If the artifact being resolved is a plugin, then only "pluginRepositories" are considered for resolution. Repositories and Plugin Repositories are filtered based on the declared snapshot/release flags and if the current artifact being located is a snapshot or release.
Benefits of the current approach
- If dependencies of your build aren't contained in central, you can add a repository entry to your pom and Maven will find them. The practical benefit of this is two-fold
- that someone with a normal maven install can checkout and build your code without knowing where your snapshots are, or where any of your dependencies might be located ahead of time. It just works.
- that someone _depending_ on your artifacts doesn't have to know where your downstream dependencies are. (Note: this may be a bad thing in some cases because of the repository pollution and non-deterministic resolution based on repos declared elsewhere)
Problems with current approach
- Having repositories in the poms is usually bad. Released poms are immutable, but urls change over time. This eventually leads to poms that point to incorrect urls and dependencies can't be located automatically.
- The repositories introduced by dependencies and transitive dependencies "pollute" the build. That is because once they get added to the list of repos, it stays their for the remainder of the build. Maven doesn't know which dependencies the pom author intended to introduce via the repository declaration. A very concrete problem is that there is no guarantee that a given artifact present in two different repositories are not the same. People take Apache artifacts and modify them so that if a different repository was used in a subsequent calculation you might get something different. Even with OSGi where a bundle can theoretically be sourced from any repository the behavior of that bundle is not guaranteed to be the same. So people want to know the set of artifacts they retrieved from a given set of repositories is more or less immutable. So here again you need a central authority to provide signatures if you want to absolutely guarantee this characteristic. We know from practice people change things all the time and it has dire effects on users.
- The current implementation of pluginRepositories is troublesome and doesn't do what it intended. Currently the dependencies of a plugin are resolved via the regular repositories (since they themselves aren't a plugin). This has the practical effect that for every pluginRepo you introduce you must also introduce it as a repo. The valid use case that this attempted to solve is being able to separate the dependencies needed by the build from those needed for the build. You will often want different policies on things that are used by Maven plugins than you would for things allowed into your build. (think GPL artifacts)
- The nature of walking the tree and discovering repositories as you go makes it difficult to do a bounded SAT range calculation. Each decision may introduce yet more repositories that may have affected the previous calculations. It's not that this is not solvable it just takes too much time to be practical by a system like Maven. If you had to wait the length of time it takes P2 to figure itself out that would be unacceptable in standard Maven CLI use.
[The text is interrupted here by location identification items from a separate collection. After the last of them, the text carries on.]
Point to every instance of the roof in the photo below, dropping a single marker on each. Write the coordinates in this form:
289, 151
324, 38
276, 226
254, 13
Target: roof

Requirements of a final 3.x solution
- maintain the ability for a user to checkout your code and run mvn install and have it work with no prior setup on their part.
- be able to depend on some jar and not worry about any repositories required for transitive resolution (ie discover the repositories transitively as dependencies are processed) (this is controversial and may be eliminated. First it contributes to the Problem #4 above in that SAT can't be done on a bounded list of repositories. It also doesn't work normally behind a repository manager because the list of repos is usually controlled in the repo manager and thus autodiscovery is intentionally blocked, usually via a mirrorOf * to circumvent the repos maven finds in the poms.)
- be able to separate the dependencies needed by maven plugins from those needed by the build. This means not only where they are resolved from, but also how they are stored locally to prevent cross-contamination.
- Repository identification: at this point we are pretty much in agreement that the URL should be the unique identifier for a repository. People who care about what they are publishing either need to use canonical repositories like Maven central or need to guarantee the existence of the repositories or have decent pointers. In a fully distributed system the relocation mechanism we have does not work in a fully distributed system without a master to manage relocations.
Proposed Solution Details
To be determined and populated AFTER the benefits / drawbacks and specifically requirements are gathered.